Hypertension and depression may share some important biological pathways, an insight that may one day lead to a new way to treat depression.
Previous studies have found that people with high blood pressure who take drugs to treat their condition tend to experience more depressive symptoms, while major depressive disorder is linked to a 1.3 fold greater risk of developing hypertension. To better understand how the two are connected, Sandosh Padmanabhan, professor of cardiovascular genomics and therapeutics at the University of Glasgow, and his colleagues took advantage of hospital data recording people’s blood pressure history and mood disorders.

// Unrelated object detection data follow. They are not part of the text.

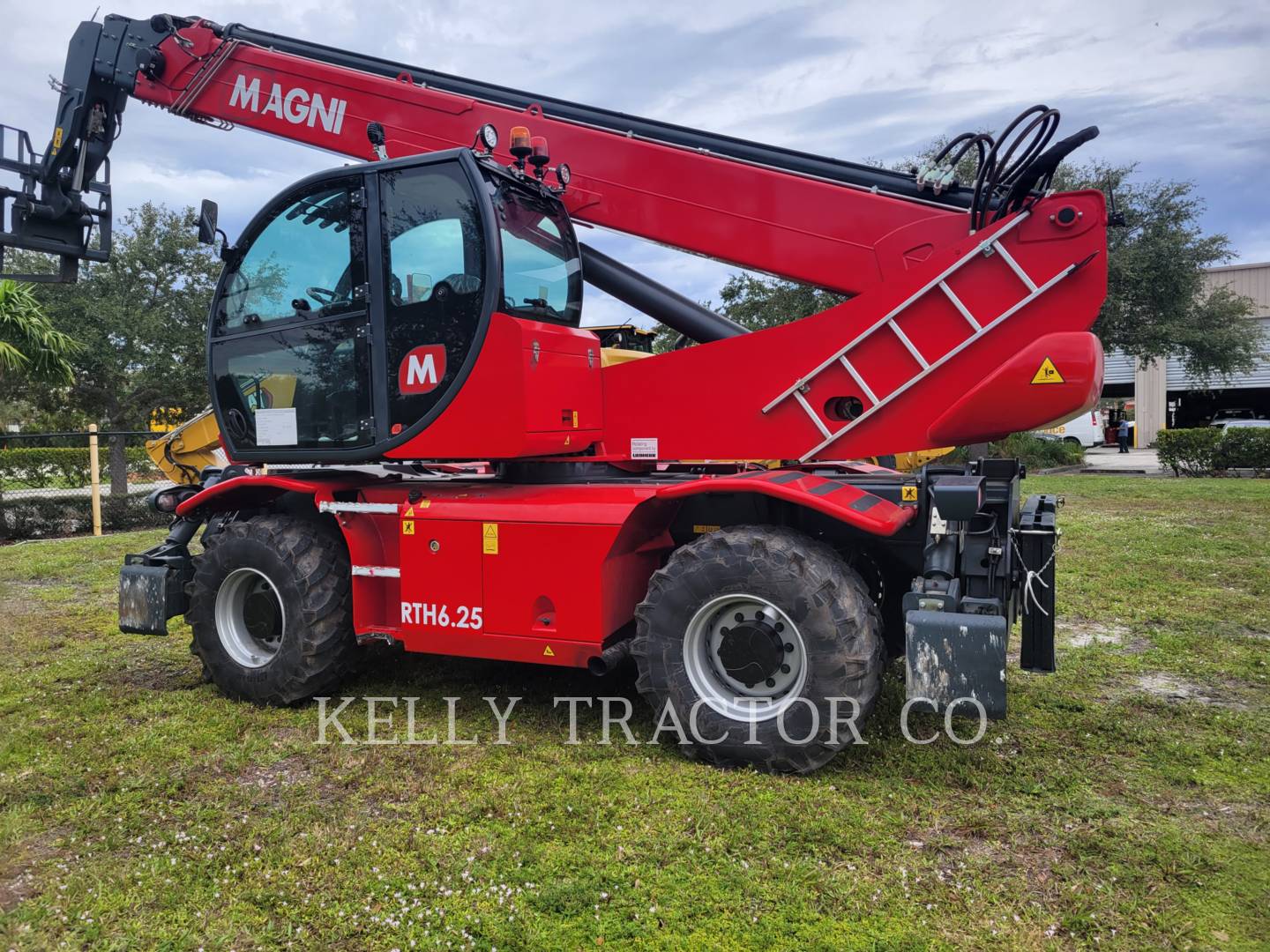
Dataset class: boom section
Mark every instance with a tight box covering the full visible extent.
[132,13,965,294]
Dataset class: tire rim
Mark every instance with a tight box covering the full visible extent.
[684,592,806,722]
[216,569,287,667]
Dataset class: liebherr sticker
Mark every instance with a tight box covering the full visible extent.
[230,72,348,136]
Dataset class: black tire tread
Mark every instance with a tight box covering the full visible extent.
[185,514,357,707]
[631,525,886,773]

In a report published in Hypertension, Padmanabhan analyzed data from more than 144,000 people who had high blood pressure and were prescribed a drug to treat it. He compared this information with data on whether they were admitted to the hospital for a mood disorder over five years. Of the four different types of popular anti-hypertensive drugs in the study, two classes—beta blockers and calcium channel blockers—were linked to a higher risk of depression requiring hospitalization compared to angiotensin antagonists such as ACE inhibitors. The angiotensin drugs, however, were associated with a lower risk of mood disorder admissions, even compared to people who weren’t taking any medications for blood pressure control at all.
That suggests that angiotensin antagonists might be protecting people from developing mood problems, which opens the possibility that they might be used as treatments for mood disorders like depression—even for people without hypertension.
But Padmanabhan warns that more research is needed before doctors should consider prescribing the anti-hypertension drugs for depression, or for people taking beta blockers and calcium channel blockers to worry about their risk of depression. “Nobody should stop their treatment for hypertension” based on these results, he says. “However, the findings are something that we want doctors to be aware of.”
The data is also important for depression researchers; it provides some new theories for scientists to test about how the pathways affected by the angiotensin drugs overlap with those involved in mood.